Neil Tolan supports everything Tom says.
“As the center manager, it is a constant game of finding funds from multiple sources to get enough money to keep people like Tom here for one/two years at a time. There is no direct source to fund his role and this means there is always uncertainty of whether we can find the money or not. Tom could easily leave here and find much better paid work but he is deep in the work he does and would never walk away from the boys he works with or at least ensures that when he does leave, the role is set up for success for the right person to step into.”
Neil explains further about the impact Tom has here with the young people he works with.
“Tom is a legend, what he does here, who he is, the love and care and his unique skills make him almost irreplaceable. We know what we do here works, we know what we need to make it better, we just want that support from above to enable, not just at this community center, but every community center, to employ people like Tom who do make the difference in our communities for those young people who are craving the love and support and a place to feel safe and supported by role models like Tom.”

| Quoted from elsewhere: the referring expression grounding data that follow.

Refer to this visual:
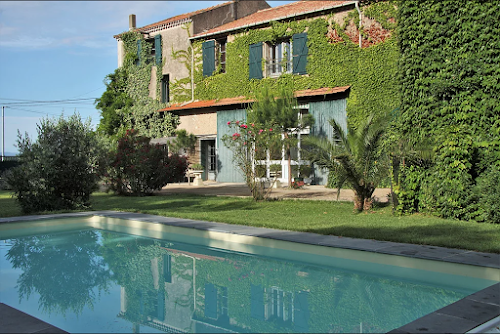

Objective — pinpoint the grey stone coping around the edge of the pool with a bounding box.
[0,211,500,333]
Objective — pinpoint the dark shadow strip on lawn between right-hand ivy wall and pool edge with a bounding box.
[304,221,500,253]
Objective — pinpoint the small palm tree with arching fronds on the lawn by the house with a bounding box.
[308,114,389,211]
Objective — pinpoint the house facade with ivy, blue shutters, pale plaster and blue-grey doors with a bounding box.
[113,1,398,184]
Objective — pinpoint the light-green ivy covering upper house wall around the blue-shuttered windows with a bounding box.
[189,2,400,130]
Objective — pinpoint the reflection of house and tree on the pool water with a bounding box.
[7,230,471,333]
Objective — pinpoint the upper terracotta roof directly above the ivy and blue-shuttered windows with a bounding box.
[191,0,356,39]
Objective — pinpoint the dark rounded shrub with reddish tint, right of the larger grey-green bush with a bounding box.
[107,130,188,196]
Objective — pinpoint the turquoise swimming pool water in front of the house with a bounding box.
[0,215,499,333]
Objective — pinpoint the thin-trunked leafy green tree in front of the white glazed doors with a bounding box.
[248,86,314,187]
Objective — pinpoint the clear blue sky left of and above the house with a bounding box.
[0,1,291,153]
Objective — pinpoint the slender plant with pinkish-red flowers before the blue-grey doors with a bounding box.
[222,120,279,200]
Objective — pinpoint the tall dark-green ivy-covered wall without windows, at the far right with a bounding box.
[399,0,500,222]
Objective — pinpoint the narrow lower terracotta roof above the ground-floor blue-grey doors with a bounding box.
[158,86,350,112]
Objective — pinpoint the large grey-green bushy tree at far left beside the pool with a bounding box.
[7,114,104,213]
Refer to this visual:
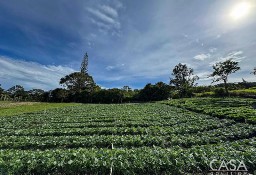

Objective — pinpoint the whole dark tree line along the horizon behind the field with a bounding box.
[0,53,256,103]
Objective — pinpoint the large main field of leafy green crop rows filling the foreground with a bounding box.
[0,103,256,175]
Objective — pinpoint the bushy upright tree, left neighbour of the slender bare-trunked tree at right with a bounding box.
[170,63,199,97]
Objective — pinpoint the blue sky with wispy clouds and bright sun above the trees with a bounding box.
[0,0,256,90]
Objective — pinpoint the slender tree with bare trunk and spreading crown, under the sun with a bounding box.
[209,59,240,94]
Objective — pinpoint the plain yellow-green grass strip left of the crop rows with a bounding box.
[0,101,79,116]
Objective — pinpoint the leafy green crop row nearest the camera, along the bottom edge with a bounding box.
[0,140,256,174]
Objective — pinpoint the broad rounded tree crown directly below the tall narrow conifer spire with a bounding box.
[60,72,95,93]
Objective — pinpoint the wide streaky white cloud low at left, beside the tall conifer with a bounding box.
[0,56,75,90]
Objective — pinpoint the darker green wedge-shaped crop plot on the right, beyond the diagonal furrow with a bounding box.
[162,98,256,123]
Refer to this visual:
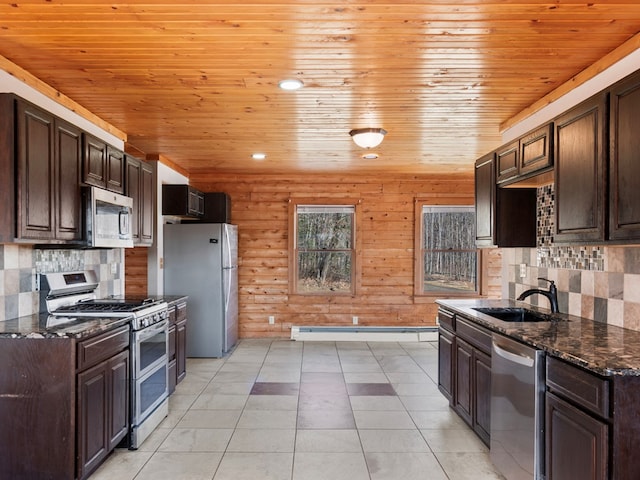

The boys are getting restless and want to go open up the gym outside. We start to wrap up our kōrero and reflect on the main messages we have discussed for the story.
I am so grateful for people like Tom. Lots of Little Fires is about giving a platform for people across society to virtually meet and hear the stories and perspectives of those who live and work in places they may not experience. My hope is that this story is an invitation for local ministers to come and meet Tom and to learn more about what they can do to support the amazing mahi he does and can continue to do for young people in the Nawton community.
I ask the boys for a few words about Tom. Their words speak for themselves about the impact he has…
“Well, Tom's always been a secondary father figure for me because he's always there, always has the best advice, always knows what to say when you are feeling down and yeah, he's always a good vibe, good person to be around. Yeah.”
“Tom never judges any of us. He's one of the nicest people I know. Anytime I have something that I want to tell someone, but I dunno who to tell. I just go straight to Tom and he'll always have the best advice.”
“If you ask him anything, he'll probably give you just a straight up answer. A pretty good one. I reckon he gives pretty good laugh advice.”
“Probably if Tom wasn't here, I'd probably be a little fat chubby boy at home! Eating wagging school and yeah. Oh yeah. I make way better life choices now that I've been coming here and with Tom and all that. Yeah.”
“If Tom wasn't here, Nawton would be pretty empty to me because Tom was a big part of my life. Yeah. Tom has been there a lot for me whenever I needed him and for the boys as well, so yeah.”